Oddity didn’t immediately respond to a request for comment on the allegations.
The Securities and Exchange Commission in January issued an investor alert that said it was taking a hard look at these kinds of AI claims. Since then, almost half a dozen private lawsuits, by one count, have been filed against companies, and the SEC has taken its own legal action.
In two agency cases, the SEC settled allegations against investment firms that they had made unsupported claims about using AI to match products to investors.
“Those purporting to use those new technologies … should not mislead the public by saying they are using an AI model when they are not,” SEC Chair Gary Gensler said in March, when announcing the agency’s agreements with Delphia and Global Predictions.

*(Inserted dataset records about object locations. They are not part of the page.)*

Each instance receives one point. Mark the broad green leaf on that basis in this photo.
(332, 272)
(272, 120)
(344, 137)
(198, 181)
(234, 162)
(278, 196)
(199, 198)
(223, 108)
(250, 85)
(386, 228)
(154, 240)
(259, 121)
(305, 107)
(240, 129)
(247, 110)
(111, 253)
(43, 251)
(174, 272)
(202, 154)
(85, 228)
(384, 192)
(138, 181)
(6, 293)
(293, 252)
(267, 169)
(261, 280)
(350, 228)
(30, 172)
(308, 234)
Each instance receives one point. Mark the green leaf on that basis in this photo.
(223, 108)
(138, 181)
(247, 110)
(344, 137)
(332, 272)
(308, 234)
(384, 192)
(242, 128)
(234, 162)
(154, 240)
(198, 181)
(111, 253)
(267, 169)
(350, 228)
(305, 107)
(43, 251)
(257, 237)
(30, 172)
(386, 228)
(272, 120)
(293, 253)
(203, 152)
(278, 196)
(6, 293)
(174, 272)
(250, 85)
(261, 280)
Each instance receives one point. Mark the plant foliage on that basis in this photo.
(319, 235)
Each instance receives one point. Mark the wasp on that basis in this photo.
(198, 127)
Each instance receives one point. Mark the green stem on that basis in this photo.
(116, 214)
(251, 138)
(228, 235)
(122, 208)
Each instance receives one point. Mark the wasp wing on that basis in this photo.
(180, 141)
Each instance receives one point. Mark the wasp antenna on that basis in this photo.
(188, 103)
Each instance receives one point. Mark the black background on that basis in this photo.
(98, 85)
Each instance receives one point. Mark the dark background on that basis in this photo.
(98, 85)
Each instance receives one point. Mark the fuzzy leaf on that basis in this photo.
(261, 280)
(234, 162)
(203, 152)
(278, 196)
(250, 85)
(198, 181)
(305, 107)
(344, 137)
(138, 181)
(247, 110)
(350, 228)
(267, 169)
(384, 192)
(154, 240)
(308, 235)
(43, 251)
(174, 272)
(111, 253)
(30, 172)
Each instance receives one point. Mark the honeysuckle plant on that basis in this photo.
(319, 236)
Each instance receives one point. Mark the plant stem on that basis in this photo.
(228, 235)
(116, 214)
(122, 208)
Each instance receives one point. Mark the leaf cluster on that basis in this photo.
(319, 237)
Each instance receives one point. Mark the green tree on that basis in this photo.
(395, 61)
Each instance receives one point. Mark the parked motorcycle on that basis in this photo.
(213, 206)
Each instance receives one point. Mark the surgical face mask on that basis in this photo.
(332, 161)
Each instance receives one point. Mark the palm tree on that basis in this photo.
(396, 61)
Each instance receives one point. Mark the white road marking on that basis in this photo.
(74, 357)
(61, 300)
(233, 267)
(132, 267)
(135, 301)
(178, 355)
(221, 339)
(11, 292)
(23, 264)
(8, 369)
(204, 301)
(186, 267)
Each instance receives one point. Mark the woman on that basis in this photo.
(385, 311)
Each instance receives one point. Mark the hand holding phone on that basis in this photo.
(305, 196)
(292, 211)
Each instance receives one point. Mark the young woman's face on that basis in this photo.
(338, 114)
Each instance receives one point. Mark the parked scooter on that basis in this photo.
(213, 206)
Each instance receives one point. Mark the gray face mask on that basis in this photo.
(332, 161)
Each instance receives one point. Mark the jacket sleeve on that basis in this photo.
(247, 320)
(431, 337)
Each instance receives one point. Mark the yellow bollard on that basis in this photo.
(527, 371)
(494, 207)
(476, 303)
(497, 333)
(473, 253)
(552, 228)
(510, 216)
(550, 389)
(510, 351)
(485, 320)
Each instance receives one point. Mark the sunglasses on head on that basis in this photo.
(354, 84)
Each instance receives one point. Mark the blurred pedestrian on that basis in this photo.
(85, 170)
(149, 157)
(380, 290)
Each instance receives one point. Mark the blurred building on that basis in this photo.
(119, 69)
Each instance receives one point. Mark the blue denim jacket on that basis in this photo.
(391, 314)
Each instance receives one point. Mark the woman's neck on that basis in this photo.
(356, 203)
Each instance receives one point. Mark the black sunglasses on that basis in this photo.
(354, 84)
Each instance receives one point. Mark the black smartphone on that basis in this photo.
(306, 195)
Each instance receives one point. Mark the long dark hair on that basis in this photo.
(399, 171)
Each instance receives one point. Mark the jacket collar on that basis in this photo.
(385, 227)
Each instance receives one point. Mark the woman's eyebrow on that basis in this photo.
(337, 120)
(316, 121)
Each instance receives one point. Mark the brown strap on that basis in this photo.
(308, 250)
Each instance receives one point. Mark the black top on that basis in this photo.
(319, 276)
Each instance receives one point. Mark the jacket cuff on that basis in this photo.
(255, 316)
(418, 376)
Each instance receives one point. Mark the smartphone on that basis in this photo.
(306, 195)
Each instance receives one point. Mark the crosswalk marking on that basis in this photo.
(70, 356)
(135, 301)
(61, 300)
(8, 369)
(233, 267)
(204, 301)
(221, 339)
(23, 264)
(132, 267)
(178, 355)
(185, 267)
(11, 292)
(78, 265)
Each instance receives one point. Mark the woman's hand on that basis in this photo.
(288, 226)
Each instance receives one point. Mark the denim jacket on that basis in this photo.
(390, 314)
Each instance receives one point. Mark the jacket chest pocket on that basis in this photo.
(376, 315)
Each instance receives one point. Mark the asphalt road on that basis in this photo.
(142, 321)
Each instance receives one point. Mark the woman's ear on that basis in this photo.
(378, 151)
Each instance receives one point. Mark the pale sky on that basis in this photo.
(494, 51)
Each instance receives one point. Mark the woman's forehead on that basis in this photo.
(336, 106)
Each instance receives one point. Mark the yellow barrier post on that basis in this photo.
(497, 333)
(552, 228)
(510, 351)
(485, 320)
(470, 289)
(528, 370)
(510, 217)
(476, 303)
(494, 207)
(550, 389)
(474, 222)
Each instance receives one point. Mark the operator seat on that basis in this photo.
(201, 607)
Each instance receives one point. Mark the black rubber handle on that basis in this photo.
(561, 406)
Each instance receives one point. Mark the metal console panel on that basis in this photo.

It’s not clear what will happen in the Oddity case. The company said the Ningi report was based on factual inaccuracies. “Oddity firmly stands behind its use of technology to deliver a personalized beauty experience to consumers to drive conversion, customer loyalty, repeat purchase rates, and business results,” the company said in a statement. “Any other claim is purely false.”
Although the company’s stock price at the time took a hit, dropping about 4 percentage points over the course of a few days, according to the lawsuit, the company has so far appeared to mostly weather the storm. In late July, shares traded at around $40 a share, higher than the roughly $37 it traded at when Ningi issued its report.
The case shows that the spotlight the SEC has trained on AI-washing is likely going to lead to more lawsuits like this one, Kevin LaCroix, an attorney and executive vice president of RT ProExec, says.
“Because of all of the hype in the investment markets surrounding AI, shares of companies with a good AI story have soared,” LaCroix said in an analysis of the Oddity lawsuit. As a result, “there is a high likelihood that companies whose AI credentials are questioned, causing a drop in the price of the company’s shares, are likely to get hit with a securities suit.”
RT ProExec is an intermediary for companies operating in the directors and officers liability insurance space.
The almost half-dozen AI-washing cases filed so far this year include a power company touting its role in another company’s AI platform and another involving a robotics company that rebranded itself as an AI company, among others.
In-house legal role
There’s a place for general counsel in helping to protect their company from stumbling into an AI-washing conflict like these by working with their technology counterparts, Lena Kempe of LK Law Firm has said.
The goal is to ensure that what a company is calling AI is really that and not merely an algorithm that uses statistical analyses or predetermined rules without incorporating machine-learning techniques. “Is the technology a basic automation or rule-based system that lacks authentic learning and adaptive capabilities?” Kempe said in an April column for Legal Dive. “If the answer is yes, then the product is not AI-powered.”
This is the kind of question LaCroix recommends D&O insurance underwriters start asking when they consider writing insurance for a company that touts the role of AI in its business.
“Underwriters may … want to develop questions designed to determine … the extent to which an applicant company’s claimed AI credentials are based on actual technological investments and the extent to which the AI-based claims represent only a marketing approach,” LaCroix says.
LaCroix said he thinks there will be more Oddity-like lawsuits filed before the year’s out.
“The number of AI-related securities suit filings will prove to be a significant factor in the overall number of securities class-action lawsuit filings during the year,” he said.
That makes it important in-house counsel not let companies over-promise on the kind of technology they have and the role it plays in their business.